Overview of Achnatherum Richardsonii
• It is known by the common names:
– Richardson’s needlegrass
– Spreading needlegrass
– Canada mountain-ricegrass
• It is native to northwestern United States:
– Western Canadian provinces south
• This is a tufted perennial grass.
• It is about a meter tall.
• The inflorescence is open with spreading branches.
• The spikelet incorporates a twisted awn.
• This awn is up to 2.5 centimeters in length.
• This grass grows in several habitat types.
– Pine forests
It might be entirely on:
– Mountain slopes
• This can be dominant or co dominant grass species in most areas.
Plants linked to it include:
– Canada bluegrass
– Prairie June grass
– Rough fescue
– Idaho fescue
– Agropyron subsecundum
– Western needle grass
– Timber danthonia
– Tufted Eleocharis acicularis
– Shrubby cinquefoil
– Common yarrow
– Prairie smoke avens
– Northern bedstraw
– Hood’s phlox
• This grass is a common meal source for livestock and wildlife.
• Elk and bighorn around the Great Plains feed on this grass.
• It is more preferable when young because when it matures, the fruits become hard and sharp.
• Richardson needle grass is often a native perennial.
• The inflorescence is open and diffuse.
• Culms are glabrous or slightly hairy.
• Blades are typically involute and subfiliform.
• They reach heights of approximately 5 to 10 inches.

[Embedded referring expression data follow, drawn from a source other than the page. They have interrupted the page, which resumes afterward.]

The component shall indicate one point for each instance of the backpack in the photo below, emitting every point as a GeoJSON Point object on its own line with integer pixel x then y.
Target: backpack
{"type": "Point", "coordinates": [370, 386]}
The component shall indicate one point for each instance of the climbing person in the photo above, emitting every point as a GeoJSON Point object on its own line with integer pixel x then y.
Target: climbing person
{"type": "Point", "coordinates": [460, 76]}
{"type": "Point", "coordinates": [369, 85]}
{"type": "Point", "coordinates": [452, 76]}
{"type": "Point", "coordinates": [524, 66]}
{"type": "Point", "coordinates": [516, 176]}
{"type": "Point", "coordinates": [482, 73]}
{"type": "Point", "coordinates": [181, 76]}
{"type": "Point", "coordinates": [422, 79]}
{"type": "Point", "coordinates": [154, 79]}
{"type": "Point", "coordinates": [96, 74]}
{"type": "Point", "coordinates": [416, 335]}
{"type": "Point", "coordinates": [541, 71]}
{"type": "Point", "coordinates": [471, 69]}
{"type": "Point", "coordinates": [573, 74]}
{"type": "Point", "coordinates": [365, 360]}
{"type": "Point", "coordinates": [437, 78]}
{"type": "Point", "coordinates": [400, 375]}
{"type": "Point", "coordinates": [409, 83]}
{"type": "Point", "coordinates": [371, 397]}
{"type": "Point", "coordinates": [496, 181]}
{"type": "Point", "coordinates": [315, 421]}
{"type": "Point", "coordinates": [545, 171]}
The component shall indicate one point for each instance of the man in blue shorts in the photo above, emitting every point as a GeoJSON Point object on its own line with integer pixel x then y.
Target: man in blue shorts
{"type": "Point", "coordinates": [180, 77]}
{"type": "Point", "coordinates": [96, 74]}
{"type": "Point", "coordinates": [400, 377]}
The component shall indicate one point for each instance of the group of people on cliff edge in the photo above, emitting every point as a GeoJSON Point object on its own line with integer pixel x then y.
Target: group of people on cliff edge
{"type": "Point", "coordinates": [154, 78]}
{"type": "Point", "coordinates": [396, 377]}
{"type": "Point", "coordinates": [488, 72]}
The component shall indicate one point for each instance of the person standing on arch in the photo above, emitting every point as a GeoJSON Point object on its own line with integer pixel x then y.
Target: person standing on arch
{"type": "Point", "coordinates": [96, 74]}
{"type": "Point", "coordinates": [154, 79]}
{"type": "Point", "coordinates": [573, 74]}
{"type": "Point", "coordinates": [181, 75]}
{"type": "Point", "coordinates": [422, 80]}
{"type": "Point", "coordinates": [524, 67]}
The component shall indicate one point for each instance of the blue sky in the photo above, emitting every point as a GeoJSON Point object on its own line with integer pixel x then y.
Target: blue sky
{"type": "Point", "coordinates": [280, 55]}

Scientific Classification for Achnatherum Richardsonii
• Kingdom: Plantae
• (unranked): Angiosperms
• (unranked): Monocots
• (unranked): Commelinids
• Order: Poales
• Family: Poaceae
• Genus: Achnatherum
• Species: A. nelsonii
• Binomial name: Achnatherum Richardsonii
• It truly is hardy to zone 8.
• It is in flower from May to July.
• The flowers are hermaphrodite (have both male and female organs) and therefore are pollinated by Wind.
• It could fix Nitrogen.
• It succeeds in moderately fertile soil with moisture.
• The plant succeeds in full sun.
• The species tolerate temperatures to about -5°c.
• It is only suitable for the milder elements of the United States.
• These plants roots in many cases are surrounded by a rhizo sheath that harbors nitrogen-fixing organisms.
• These organisms probably contribute to the species’ success like a colonizer.
• This plant is suitable for light, medium and heavy soils.
• It prefers well-drained soil.
• The suitable pH for this plant is acid, neutral and basic soils.
• It wouldn’t grow inside shade.
• It prefers moist soil.
• The plant can tolerate strong winds but is not maritime exposure.
• Get results from sowing the seed in a greenhouse.
• Cover the seed.
• It should germinate freely within two weeks.
• Prick your seedlings into individual pots.
• Do so if they’re adequate to manage and plant them in early summer.
• Division should be done in spring.
• Larger divisions might be planted out direct in their permanent positions.
• It’s preferable to pot the smaller divisions.
• Grow them by avoiding shade in a very cold frame.
• Do so before planting them out in late spring or early summer.